In a new private letter ruling (PLR 201833012) released August 17, 2018, the IRS approved amendments to a 401(k) plan that effectively permit the employer to treat an employee’s student loan repayments similar to elective contributions under the plan by making a nonelective employer contribution equal to the matching contribution the employer would have made, if instead of making the loan repayments, the employee made elective contributions of the same amount. The plan at issue provided that if an employee made an elective pre-tax, Roth, or after-tax contribution of at least 2% of compensation during a pay period, the employer would provide a 5% matching contribution. The employer proposed to amend the plan to provide for a student loan repayment (SLR) benefit whereby if an employee enrolled in the SLR program and paid back student loans in an amount that was at least 2% of compensation during the pay period, the employer would make a nonelective employer contribution of 5% of compensation regardless of whether the employee made elective deferrals under the plan. However, any elective deferrals also made while participating in the SLR program would not be eligible for matching contributions. The SLR nonelective contributions would be subject to the same vesting schedule as the matching contributions.
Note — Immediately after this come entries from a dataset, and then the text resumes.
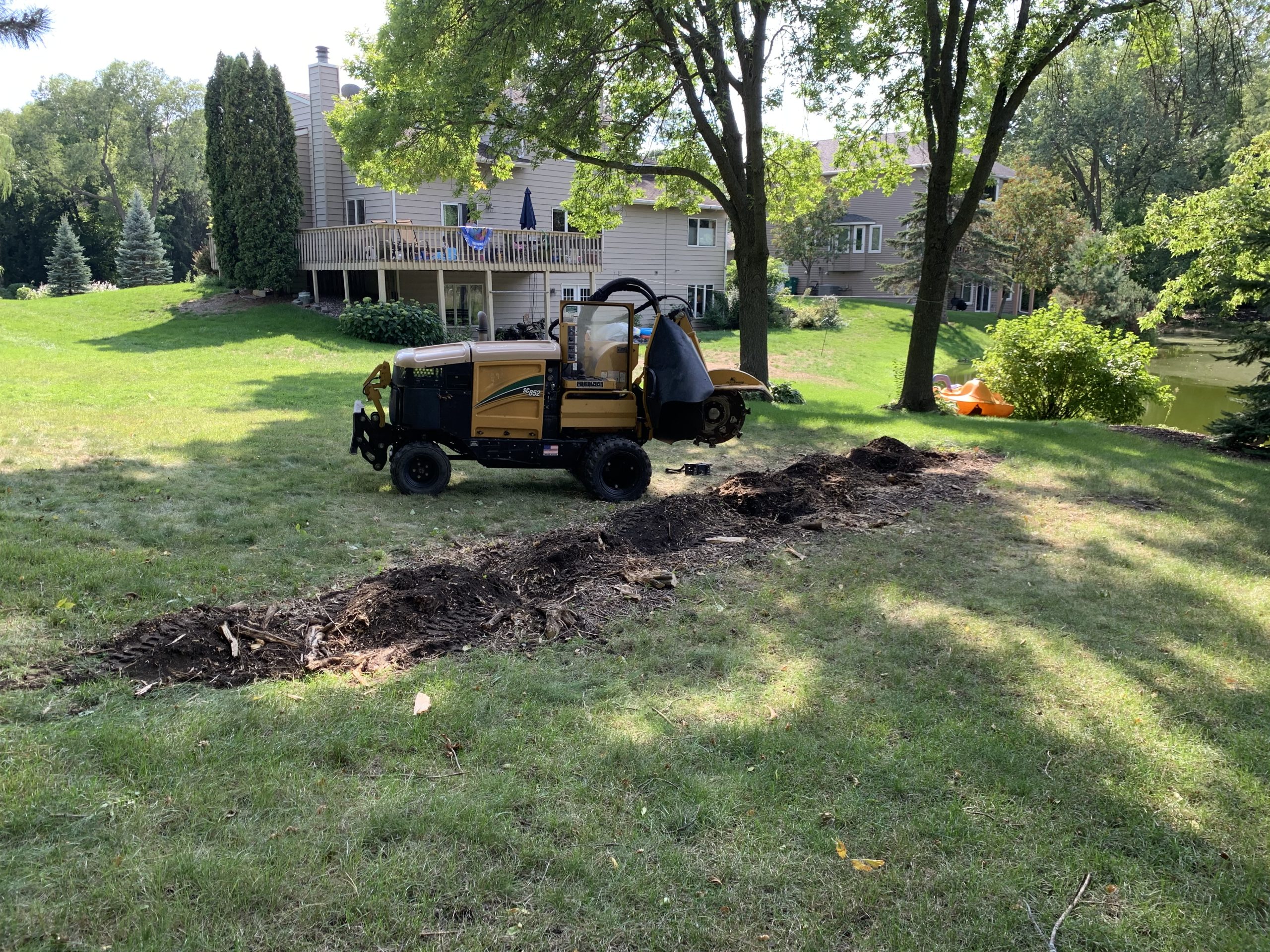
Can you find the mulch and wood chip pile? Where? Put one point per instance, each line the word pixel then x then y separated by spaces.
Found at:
pixel 521 593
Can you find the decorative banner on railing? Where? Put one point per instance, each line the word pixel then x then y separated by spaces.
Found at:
pixel 477 238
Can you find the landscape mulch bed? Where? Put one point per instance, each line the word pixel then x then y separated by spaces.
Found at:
pixel 1185 438
pixel 518 595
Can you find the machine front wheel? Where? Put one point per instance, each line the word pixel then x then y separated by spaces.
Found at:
pixel 615 470
pixel 420 469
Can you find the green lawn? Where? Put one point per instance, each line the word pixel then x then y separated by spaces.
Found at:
pixel 1067 677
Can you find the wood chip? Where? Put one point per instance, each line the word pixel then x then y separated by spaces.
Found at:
pixel 225 630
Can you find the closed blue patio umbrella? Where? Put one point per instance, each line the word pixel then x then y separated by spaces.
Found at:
pixel 529 220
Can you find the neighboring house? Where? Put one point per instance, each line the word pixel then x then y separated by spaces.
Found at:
pixel 360 241
pixel 874 218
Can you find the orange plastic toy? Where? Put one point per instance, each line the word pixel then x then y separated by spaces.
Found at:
pixel 973 398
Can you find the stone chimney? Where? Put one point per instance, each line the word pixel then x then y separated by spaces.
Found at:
pixel 327 155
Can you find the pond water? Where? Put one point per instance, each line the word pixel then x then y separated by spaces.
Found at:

The employer asked the IRS to rule that the proposed amendment to the plan to add the SLR program nonelective contributions would not violate the prohibition against “contingent benefits” under the 401(k) regulations. Those regulations provide if a benefit is conditioned on an employee electing or not electing to make elective contributions to a 401(k) plan, the plan will not be considered a qualified cash or deferred arrangement under section 401(k) of the Internal Revenue Code. The IRS ruled the SLR nonelective contributions are conditioned on the employee making student loan repayments, not elective contributions under the plan. Therefore, the regulations would not be violated.
INSIGHT.
Key facts in the ruling were that the SLR program was subject to all applicable plan qualification requirements such as eligibility, coverage and nondiscrimination testing. Nevertheless, this ruling authorizes a plan design to help employees who have significant student loan debt that might prevent them from otherwise participating in the employer’s 401(k) plan. It effectively gives employees credit for student loan repayments as if they were elective contributions. The ruling does not discuss what constitutes eligible student loan repayments. For example, does a parent’s loan for his or her child’s college education qualify for either the parent as the employee-participant? Nor does it address any loan repayment substantiation requirements.
It is also important to note that the employer already had a fairly generous plan formula (5% match on a 2% employee contribution). Many employers only match employee contributions on a dollar for dollar basis and some provide no match at all. Additionally, it seems that if the employer had a significant number of employees enroll in the SLR program and not make any elective contributions to the plan because that money was used to make the student loan repayments, the plan could have difficulty passing the ADP test. Still under the right circumstances this new plan design could be a tremendous benefit for employers to attract recent graduates who are saddled with significant student loan debt.
The Federal Reserve reports that student loan debt in the U.S. reached 1.5 trillion dollars in the first quarter of 2018, which is more than double the credit card debt. Additionally, the average student loan debt is over $37,000. This SLR program plan design, as authorized by the ruling, is a welcome tool that may help fight this crisis. While a private letter ruling is technically only binding on the taxpayer that requested it, they do provide the reasoning of the IRS and there is no reason to believe the IRS would take a different position with respect to a different taxpayer with similar facts.